I could easily be convinced that the basement was shut off purely, because no one wanted to walk down the steep, dusty staircase. The stairs to go down to the basement should have the school condemned

Both of us are dusty and out of breath by the time we make it to the basement door. The door is barred with chains and a lock the size of my fist. Mark has to shuffle through his overloaded keyring a few times before he finds the correct one.

“If this place is forbidden, why are you allowed down here?”

Mike does not strike me as someone overly trustworthy. He is the guy you would hesitate to let take you home on a rainy day, even if your car was smoking on the highway. I don't think he would murder me and leave me in the damp space underneath the lunchroom, but with a man, the odds are never zero.
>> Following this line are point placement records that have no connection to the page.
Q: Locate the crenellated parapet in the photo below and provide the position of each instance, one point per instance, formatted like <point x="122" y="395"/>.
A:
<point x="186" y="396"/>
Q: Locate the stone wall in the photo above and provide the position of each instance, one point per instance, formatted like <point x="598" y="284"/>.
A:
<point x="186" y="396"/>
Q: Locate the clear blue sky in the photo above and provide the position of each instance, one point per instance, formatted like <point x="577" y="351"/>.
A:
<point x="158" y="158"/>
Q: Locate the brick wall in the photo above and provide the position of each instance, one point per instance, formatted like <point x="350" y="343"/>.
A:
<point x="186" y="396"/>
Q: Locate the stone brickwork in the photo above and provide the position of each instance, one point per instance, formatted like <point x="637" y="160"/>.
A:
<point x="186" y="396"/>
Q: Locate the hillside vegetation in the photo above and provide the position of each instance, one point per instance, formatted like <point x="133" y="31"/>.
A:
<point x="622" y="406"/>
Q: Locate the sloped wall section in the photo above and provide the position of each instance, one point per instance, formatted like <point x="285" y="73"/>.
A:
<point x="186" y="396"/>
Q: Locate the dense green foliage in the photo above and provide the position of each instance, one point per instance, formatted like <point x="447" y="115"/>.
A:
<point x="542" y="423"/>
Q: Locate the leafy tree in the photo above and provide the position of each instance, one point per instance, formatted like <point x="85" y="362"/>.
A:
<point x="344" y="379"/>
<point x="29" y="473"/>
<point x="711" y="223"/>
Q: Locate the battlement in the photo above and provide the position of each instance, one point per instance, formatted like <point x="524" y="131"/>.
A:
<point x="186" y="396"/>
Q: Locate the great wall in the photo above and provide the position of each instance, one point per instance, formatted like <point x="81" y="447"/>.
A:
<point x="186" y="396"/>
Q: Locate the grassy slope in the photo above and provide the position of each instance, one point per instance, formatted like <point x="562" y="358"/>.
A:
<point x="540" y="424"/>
“Someone has to fix the boiler if it breaks.”

He coughs. I feel relief at the knowledge that I can take down a man with chronic cough if I need to.

Mike's persistent cough is the only sound in the stairwell as he leans down to unlock the door. He removes the chains that cover the knob, rust coating his fingers.

I hope Marge is right, or else I'm walking through this elaborate spiderweb for no reason. It's clear that Mike has not come down to clean the basement in a while. Out of the corner of my eye, I spy him wiping at the dust on the wall.

Mike pulls at the chain on the ceiling, casting the room with the murky glow of two blinking light bulbs on their last legs.

The floor is sticky with a faint red outline on the ground that I chose to ignore. There are some boxes marked for things that are too young for my curriculum, a couple of beat-up nap mats, and loose desk chairs.

Mike keeps glancing towards the door, but my eyes settle on a cardboard box labeled: 5G, sci.

Bingo!

The box is heavy and wedged beneath two equally hefty boxes. It doesn't budge as I try to pull it out, but I keep trying. I can't have done two weeks of pilates for nothing. The box finally moves, but it brings the top box tumbling down with it. I wonder if seeing me knocked to the floor, beaten by a box of building blocks, will make Mike think again about this crush. Dusty supplies smack me in the face as they fall, one of them knocking my glasses off.

“What are you doing?”

Mike asks as he attempts to unearth me from the wreckage. I've been trying to regain some air in my lungs, which are currently being squashed by a weighty book. Lifting the book reveals a spine that read.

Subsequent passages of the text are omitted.